State agencies are asking residents to take the N.C. Broadband Survey to help determine which areas are unserved or underserved. It’s an important effort, as the survey will help ensure that the plethora of taxpayer dollars funneled toward broadband infrastructure goes to the places that need them most.

The survey, a collaboration between the N.C. Department of Information Technology’s Broadband Infrastructure Office and N.C. State University, can be taken here.

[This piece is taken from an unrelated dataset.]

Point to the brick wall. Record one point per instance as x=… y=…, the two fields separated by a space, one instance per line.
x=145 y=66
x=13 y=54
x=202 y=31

It seeks to gather information on locations within North Carolina without adequate access and speeds to help guide where funds from the state’s Growing Rural Economies with Access to Technology grants and federal stimulus broadband money will go.

Officials say the survey will better help pinpoint locations without service than the current, more general internet access maps.

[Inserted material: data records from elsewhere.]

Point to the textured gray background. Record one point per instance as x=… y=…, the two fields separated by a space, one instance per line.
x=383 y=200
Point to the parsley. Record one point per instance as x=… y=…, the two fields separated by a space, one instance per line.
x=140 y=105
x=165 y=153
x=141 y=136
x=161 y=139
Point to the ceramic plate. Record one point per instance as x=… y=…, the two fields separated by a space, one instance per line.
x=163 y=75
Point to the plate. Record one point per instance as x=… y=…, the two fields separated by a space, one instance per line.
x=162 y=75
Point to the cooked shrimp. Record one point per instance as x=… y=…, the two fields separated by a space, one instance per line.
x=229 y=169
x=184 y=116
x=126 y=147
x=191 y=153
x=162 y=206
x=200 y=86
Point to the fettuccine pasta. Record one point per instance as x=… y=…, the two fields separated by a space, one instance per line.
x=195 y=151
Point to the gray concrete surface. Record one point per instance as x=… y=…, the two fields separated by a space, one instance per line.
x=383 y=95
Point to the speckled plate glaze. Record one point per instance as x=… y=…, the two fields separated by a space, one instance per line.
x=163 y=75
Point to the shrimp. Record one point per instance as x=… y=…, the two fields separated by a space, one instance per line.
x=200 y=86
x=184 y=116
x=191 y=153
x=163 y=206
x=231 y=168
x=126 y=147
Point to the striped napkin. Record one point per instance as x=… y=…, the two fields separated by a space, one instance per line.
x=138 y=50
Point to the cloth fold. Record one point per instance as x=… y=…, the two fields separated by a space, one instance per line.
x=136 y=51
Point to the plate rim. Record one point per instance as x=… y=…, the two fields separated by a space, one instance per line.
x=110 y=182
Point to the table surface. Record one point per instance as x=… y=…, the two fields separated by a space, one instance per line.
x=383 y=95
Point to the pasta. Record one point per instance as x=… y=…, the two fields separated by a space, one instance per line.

“We hear all of the time how someone’s neighbor has great internet, while just down the road they can’t get any service, yet the map will show full coverage,” Russ Harris, executive director of the Southwestern Commission, told The Southern Scoop News. “In just five minutes, residents can tell the state exactly where they live and the service they have, and the funders can see in real-time where the holes in coverage are.”

The John Locke Foundation last year called on state officials to better determine which areas of North Carolina are unserved for the purposes of broadband expansion, asking the General Assembly to require the N.C. Utilities Commission to quickly adjudicate disputes that arise over pole attachments in unserved and rural areas.

Jon Sanders, Research editor senior fellow in Regulatory Studies at JLF, noted the Federal Communications Commission drilled down to the census tract in determining winning bids for the Rural Digital Opportunity Fund, and a whopping 155,000 areas were eligible in North Carolina. 

“Maps will need to be accurate to avoid channeling resources into areas that have more service,” Sanders told Carolina Journal. “If we are going to use public money for this undertaking, then the neediest areas should receive the highest priority.”

Critics have said inaccurate mapping has led to overbuilding and taxpayer waste. Last summer, the National Telecommunications and Information Administration released its own broadband deployment map. While it corrected some errors regarding unserved areas from older FCC maps, the NTIA effort had its detractors. NCTA — The Internet and Television Association said the new map “obscured, rather than clarified, the true state of broadband with this mashup of disparate, and often inaccurate, data sources.”

Efforts are underway at the federal level to improve mapping across the country, as well. Funding for broadband expansion through the Infrastructure Investment and Jobs Act will not be distributed until more accurate maps are developed. Broadband Breakfast noted that’s to avoid the issues that have occurred with overbuilding through the FCC’s Rural Digital Opportunity Fund.